Un cas de conscience se présente. Le secret médical m’interdit formellement de discuter du diagnostic avec son épouse, la morale quant à elle me crie « non-assistance à personne en danger ». Dans les deux cas, je trahirai des principes. Il m’est donc possible de me cacher derrière la loi où de me mouiller en trahissant mon patient. Le conflit s’installe et mes collègues ne sont pas d’une grande aide. Chacun a son avis sur la question et les avis sont partagés. Il n’y a pas d’urgence, je me laisse donc le temps de la réflexion.
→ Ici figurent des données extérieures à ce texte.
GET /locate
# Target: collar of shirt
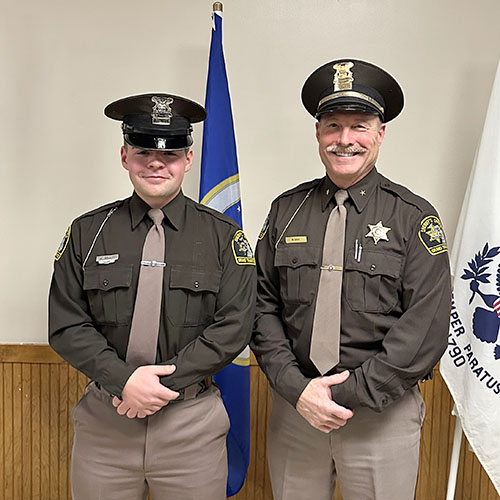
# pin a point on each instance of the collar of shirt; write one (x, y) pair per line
(174, 211)
(359, 193)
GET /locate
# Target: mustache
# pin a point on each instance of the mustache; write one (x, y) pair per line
(355, 148)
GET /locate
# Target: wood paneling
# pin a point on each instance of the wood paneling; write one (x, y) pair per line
(38, 390)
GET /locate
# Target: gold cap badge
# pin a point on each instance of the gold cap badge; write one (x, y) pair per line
(162, 112)
(343, 78)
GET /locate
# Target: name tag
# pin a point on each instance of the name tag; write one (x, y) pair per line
(107, 259)
(296, 239)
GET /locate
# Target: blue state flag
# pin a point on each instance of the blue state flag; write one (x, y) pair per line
(220, 189)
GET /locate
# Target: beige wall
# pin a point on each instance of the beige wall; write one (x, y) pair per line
(62, 61)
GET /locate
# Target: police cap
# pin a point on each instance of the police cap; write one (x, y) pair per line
(352, 85)
(157, 121)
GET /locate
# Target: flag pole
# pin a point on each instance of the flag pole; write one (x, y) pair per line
(455, 457)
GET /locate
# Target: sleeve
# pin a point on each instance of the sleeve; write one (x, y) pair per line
(72, 333)
(230, 331)
(269, 342)
(418, 338)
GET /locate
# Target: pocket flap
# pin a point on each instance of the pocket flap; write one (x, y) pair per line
(107, 277)
(375, 263)
(194, 280)
(297, 255)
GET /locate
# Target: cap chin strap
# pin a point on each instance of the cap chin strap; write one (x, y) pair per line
(352, 93)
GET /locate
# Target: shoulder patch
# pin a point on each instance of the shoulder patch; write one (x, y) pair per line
(432, 236)
(242, 251)
(64, 244)
(264, 229)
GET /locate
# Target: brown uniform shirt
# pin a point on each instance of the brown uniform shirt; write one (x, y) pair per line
(395, 297)
(208, 292)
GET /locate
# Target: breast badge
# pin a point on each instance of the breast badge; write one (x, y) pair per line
(432, 236)
(243, 254)
(378, 232)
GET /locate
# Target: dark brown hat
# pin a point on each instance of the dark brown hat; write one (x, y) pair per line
(352, 85)
(157, 121)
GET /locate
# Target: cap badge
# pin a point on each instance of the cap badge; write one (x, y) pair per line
(343, 78)
(161, 143)
(162, 112)
(378, 232)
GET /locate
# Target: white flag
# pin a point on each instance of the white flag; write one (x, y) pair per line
(471, 364)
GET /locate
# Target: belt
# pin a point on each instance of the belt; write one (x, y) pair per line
(189, 392)
(194, 390)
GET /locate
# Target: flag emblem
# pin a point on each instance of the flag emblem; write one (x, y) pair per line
(485, 320)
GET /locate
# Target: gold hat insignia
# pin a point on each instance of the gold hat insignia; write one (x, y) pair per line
(343, 78)
(162, 112)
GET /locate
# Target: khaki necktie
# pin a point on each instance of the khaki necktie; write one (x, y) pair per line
(143, 338)
(325, 335)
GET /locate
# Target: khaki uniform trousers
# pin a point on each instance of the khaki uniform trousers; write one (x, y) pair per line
(179, 453)
(375, 455)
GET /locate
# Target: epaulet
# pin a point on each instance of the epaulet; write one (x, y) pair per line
(212, 212)
(406, 195)
(104, 208)
(304, 187)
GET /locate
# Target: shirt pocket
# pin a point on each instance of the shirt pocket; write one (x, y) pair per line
(192, 295)
(297, 266)
(109, 294)
(372, 285)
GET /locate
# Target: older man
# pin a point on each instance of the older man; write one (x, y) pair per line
(353, 304)
(150, 296)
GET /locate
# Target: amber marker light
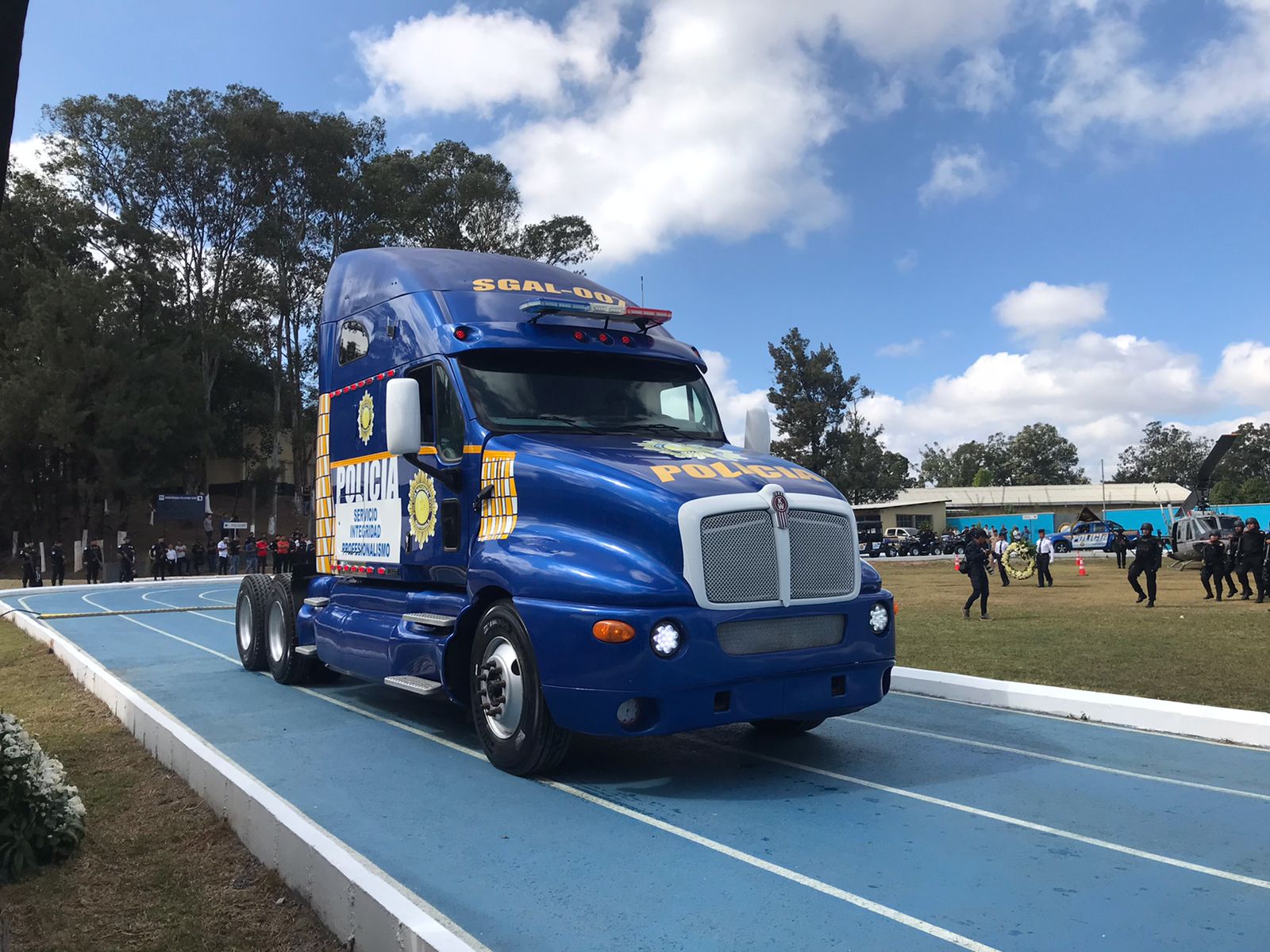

Mes premiers entretiens consistent en l’annonce du verdict à mon pensionnaire. Le patient le nie en bloc : « La syphilis, et puis quoi encore ». Cette maladie d’un autre âge est faite pour les écrivains torturés et les marins égarés, pas pour un homme moderne et marié. Alors que s’était tissé un semblant de lien entre lui et moi, tout part en éclat à l’assaut de mes révélations. Chaque jour je distille quelques gouttes de mon poison, celui de la vérité qu’il se refuse à entendre. À chaque fois les mêmes objections, les même soufflements ou ricanements selon l’humeur de l’instant.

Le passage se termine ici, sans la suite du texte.